STEVE IS NOT DEAD
We were young. We had energy, spunk, and a kiss-my-ass attitude. We didn’t care who you were, where you were from, or that you have really weird quirks (like eating frozen corn from a plastic cup for a snack, or pouring the flavor packet from a packet of ramen onto the weird noodle-brick thingy and crunching into it like you’ve been in prison for the past 30 years*) – we were real.

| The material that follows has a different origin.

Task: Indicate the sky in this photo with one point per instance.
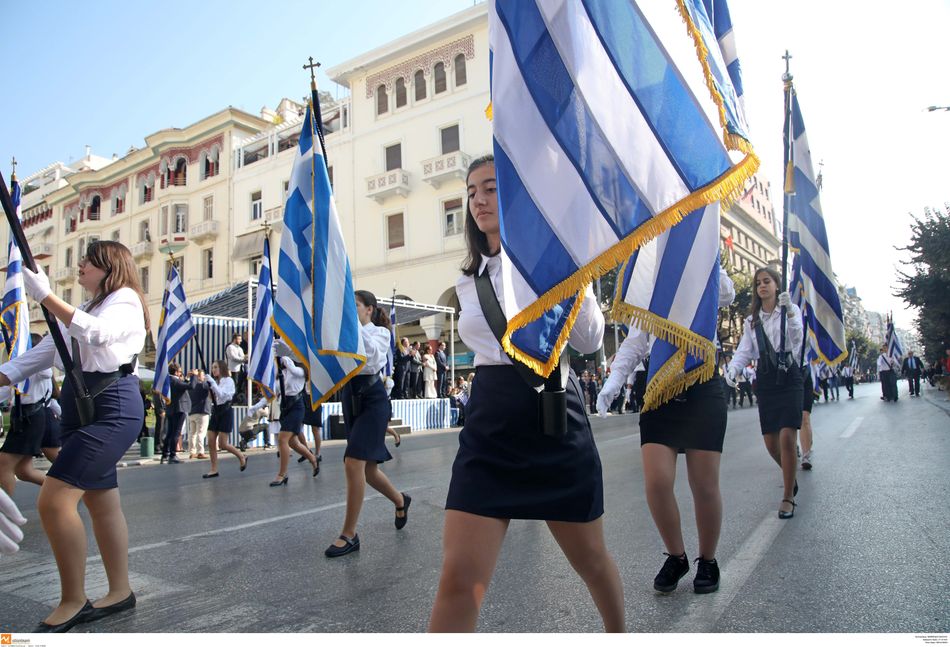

Somewhere along the line, like the lone french fry underneath the driver’s seat of your car, we became stale, irrelevant, and useless. “Productivity” was our mantra, and stories fell by the wayside, lost in the game of work (the “game of work”? Is that an oxymoron?) that we began to take too seriously. There was a time where I would have shared my experiences & relationships with you – like my Peruvian roommate who makes Mexican jokes about himself, or a cat with hairball issues that pukes on the top step of a basement staircase with low lighting and a barefoot owner who is carrying a giant laundry basket about to walk down those same steps moments later…Those were good times.
Seriously though, there will come a time when this domain name will come up for renewal, and I’m gonna be too lazy to buy it again, and too bored with this blog to continue. This is why I need your help. For a one time donation of $10, you can make me feel better about myself and feel good about yourself too. Seriously though, I bought lunch for a homeless dude yesterday, it’s the least you could do for me.
I tweeted yesterday that this blog was dead. To some degree it is – I mean, I haven’t posted anything since May. But I’ve decided to put some life back into it and see if anything comes of it. I mean, what is there to lose? I’m still single even with my awesome Twitter account, and “Guy with a blog” seems like it would be very attractive to beautiful women. I also work out occasionally, ladies (wink).
*these weird quirks may or may not have been possessed by one certain former roommate, who shall remain nameless.